After a hasty escape from the midges by just grabbing my tent and running, I set off on the Ring of Steall. The first bit was quite flat along River Nevis, until I reached a steel rope bridge. Balancing on one wire and holding on to two wires on either side, I slowly crossed the river. The dry path then turned into a mud bath as I approached Steall Waterfall. With a 120m drop, this is Scotland’s second highest waterfall and certainly an impressive sight from just below. Unfortunately, I then had to cross the little river coming from the fall, and there was no way to do so with dry feet. I just had to suck it up and waded through. On the bright side, the ankle deep mud bath awaiting me on the other side didn’t matter anymore. My feet were wet already.
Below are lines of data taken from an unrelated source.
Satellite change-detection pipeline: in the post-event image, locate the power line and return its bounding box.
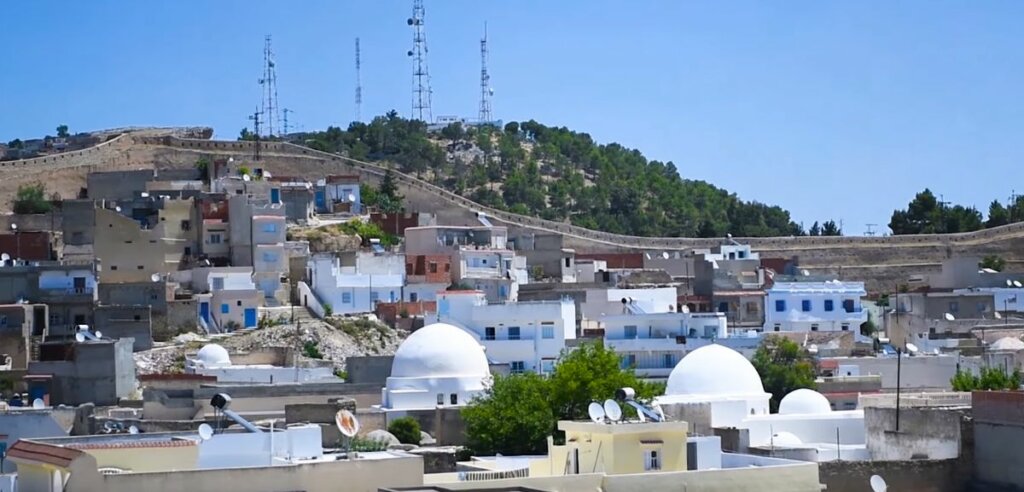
[355,38,362,121]
[479,23,495,123]
[407,0,433,123]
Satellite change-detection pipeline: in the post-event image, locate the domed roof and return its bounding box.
[196,343,231,367]
[989,336,1024,352]
[665,343,765,396]
[778,387,831,415]
[391,323,490,377]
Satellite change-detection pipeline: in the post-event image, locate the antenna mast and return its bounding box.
[259,34,281,136]
[407,0,433,123]
[355,38,362,121]
[479,23,495,124]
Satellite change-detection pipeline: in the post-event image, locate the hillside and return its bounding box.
[286,112,804,238]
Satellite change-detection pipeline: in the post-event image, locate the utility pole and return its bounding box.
[479,23,495,124]
[355,38,362,121]
[407,0,433,123]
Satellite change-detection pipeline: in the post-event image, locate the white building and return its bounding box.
[426,291,575,373]
[764,280,867,332]
[381,323,490,411]
[309,252,406,314]
[185,343,329,384]
[598,313,729,377]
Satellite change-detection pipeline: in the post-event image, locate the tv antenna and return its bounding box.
[355,38,362,121]
[479,23,495,124]
[407,0,433,123]
[256,34,281,136]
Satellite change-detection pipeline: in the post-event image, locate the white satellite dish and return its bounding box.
[334,408,359,438]
[604,400,623,422]
[871,475,889,492]
[199,423,213,441]
[587,402,604,423]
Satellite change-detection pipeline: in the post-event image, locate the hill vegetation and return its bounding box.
[284,112,842,237]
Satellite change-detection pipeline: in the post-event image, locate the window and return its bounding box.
[643,449,662,472]
[843,299,853,313]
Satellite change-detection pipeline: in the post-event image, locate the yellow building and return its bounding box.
[529,420,687,477]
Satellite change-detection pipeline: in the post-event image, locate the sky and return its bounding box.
[0,0,1024,235]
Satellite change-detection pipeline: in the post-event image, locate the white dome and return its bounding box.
[778,387,831,415]
[770,432,804,448]
[989,336,1024,352]
[391,323,490,377]
[665,343,765,396]
[196,343,231,367]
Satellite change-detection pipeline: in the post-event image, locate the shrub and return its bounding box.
[387,417,420,444]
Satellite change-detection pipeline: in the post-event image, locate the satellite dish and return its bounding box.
[871,475,889,492]
[199,423,213,441]
[334,408,359,438]
[587,402,604,423]
[604,400,623,422]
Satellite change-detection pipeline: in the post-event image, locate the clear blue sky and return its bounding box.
[0,0,1024,234]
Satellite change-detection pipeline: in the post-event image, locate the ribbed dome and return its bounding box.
[778,388,831,415]
[196,343,231,367]
[391,323,490,377]
[665,343,765,396]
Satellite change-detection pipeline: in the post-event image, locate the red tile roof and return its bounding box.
[7,439,83,468]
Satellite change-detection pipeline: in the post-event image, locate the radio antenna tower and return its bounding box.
[259,34,281,136]
[355,38,362,121]
[407,0,433,123]
[479,23,495,124]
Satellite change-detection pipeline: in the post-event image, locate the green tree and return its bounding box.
[751,335,814,412]
[11,182,52,214]
[387,417,420,445]
[978,254,1007,272]
[462,372,556,455]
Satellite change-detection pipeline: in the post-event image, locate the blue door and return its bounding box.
[245,308,256,328]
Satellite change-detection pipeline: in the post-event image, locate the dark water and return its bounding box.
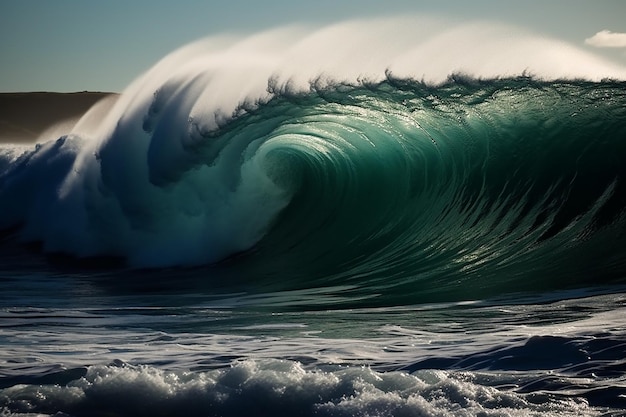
[0,24,626,416]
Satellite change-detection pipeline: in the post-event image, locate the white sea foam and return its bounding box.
[0,360,597,417]
[0,18,626,267]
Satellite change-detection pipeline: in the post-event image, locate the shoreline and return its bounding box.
[0,91,118,144]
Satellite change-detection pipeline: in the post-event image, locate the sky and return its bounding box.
[0,0,626,92]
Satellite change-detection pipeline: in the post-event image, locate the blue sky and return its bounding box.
[0,0,626,92]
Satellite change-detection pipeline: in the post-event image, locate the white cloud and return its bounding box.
[585,30,626,48]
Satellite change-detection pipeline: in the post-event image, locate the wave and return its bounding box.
[0,360,608,416]
[0,19,626,302]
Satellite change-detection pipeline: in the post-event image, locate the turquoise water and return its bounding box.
[0,21,626,416]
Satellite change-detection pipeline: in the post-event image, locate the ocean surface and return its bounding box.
[0,20,626,417]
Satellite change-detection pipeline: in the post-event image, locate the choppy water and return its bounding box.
[0,17,626,416]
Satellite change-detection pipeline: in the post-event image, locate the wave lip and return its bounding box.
[0,19,626,298]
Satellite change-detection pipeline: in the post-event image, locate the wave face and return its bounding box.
[0,20,626,302]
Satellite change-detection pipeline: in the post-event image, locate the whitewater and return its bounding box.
[0,17,626,417]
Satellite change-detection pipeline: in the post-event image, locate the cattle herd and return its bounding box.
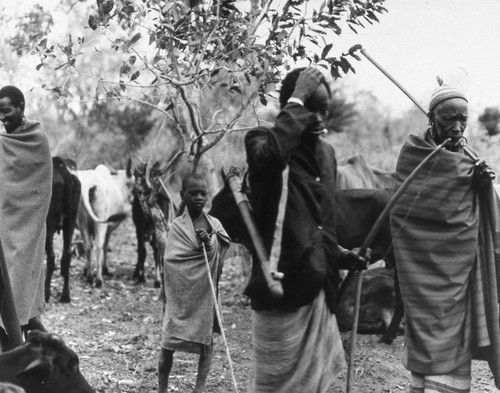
[0,156,403,393]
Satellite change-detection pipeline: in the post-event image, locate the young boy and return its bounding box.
[158,173,230,393]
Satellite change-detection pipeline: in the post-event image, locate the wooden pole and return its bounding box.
[0,236,23,351]
[226,167,284,299]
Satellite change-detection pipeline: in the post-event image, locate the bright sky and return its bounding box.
[10,0,500,114]
[334,0,500,113]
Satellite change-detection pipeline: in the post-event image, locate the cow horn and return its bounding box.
[145,160,153,188]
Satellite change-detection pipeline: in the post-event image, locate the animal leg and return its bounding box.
[380,271,404,344]
[45,232,56,302]
[132,226,146,284]
[95,224,109,288]
[151,237,164,288]
[59,220,75,303]
[102,226,113,276]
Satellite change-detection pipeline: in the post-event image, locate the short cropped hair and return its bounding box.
[181,173,207,191]
[0,85,25,110]
[280,67,332,108]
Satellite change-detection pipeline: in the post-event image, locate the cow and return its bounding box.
[45,156,81,303]
[337,154,395,190]
[0,330,95,393]
[76,160,133,288]
[0,382,26,393]
[209,164,404,343]
[132,161,176,288]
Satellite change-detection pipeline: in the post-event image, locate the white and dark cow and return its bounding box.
[0,330,95,393]
[76,161,133,287]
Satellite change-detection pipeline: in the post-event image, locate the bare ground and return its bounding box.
[43,221,497,393]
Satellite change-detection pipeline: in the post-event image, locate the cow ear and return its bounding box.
[16,357,52,383]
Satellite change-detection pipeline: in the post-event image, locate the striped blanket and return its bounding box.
[390,136,500,386]
[0,122,52,325]
[248,291,345,393]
A quick break with an incredible view.

From that point on, the first and biggest climb of the day started. Over 900m upwards on steep slopes towards An Gearanach. Turning back to the valley, the views were impressive, with Ben Nevis towering on the other side of the glen. The sky was clear and morning sunshine bathed everything in a golden light. Huffing and puffing, I slowly made my way up and onto the first ridge of many. A scramble along the rocky ridge and across top of An Garbhanach followed. I could see down to the river leading towards the Steall Waterfall and along the ridges of the surrounding Munros, my route for the day

View along Devil’s Ridge and to the final munro top of the day.

From there, I descended to a saddle. Once down there, the next ascent up Stob Coire a’Chairn immediately followed. After a further descent, I then made my way up Am Bodach, including another short scramble. The terrain then became slighly gentler for a bit, before following the razor-sharp Devil’s Ridge towards Sgurr a’Mhaim. One last ascent, and I was on the final peak of the day, looking back over all the ridges and scrambles I had passed during the day.

From Sgurr a’Mhaim, a painfully long downhill run across slopes of lose scree followed, before I finally jogged the last few metres through the glen and back to my car. It was a long and exhausting, but absolutely fantastic day! So much, that I took James for a hike along the same route on next weekend.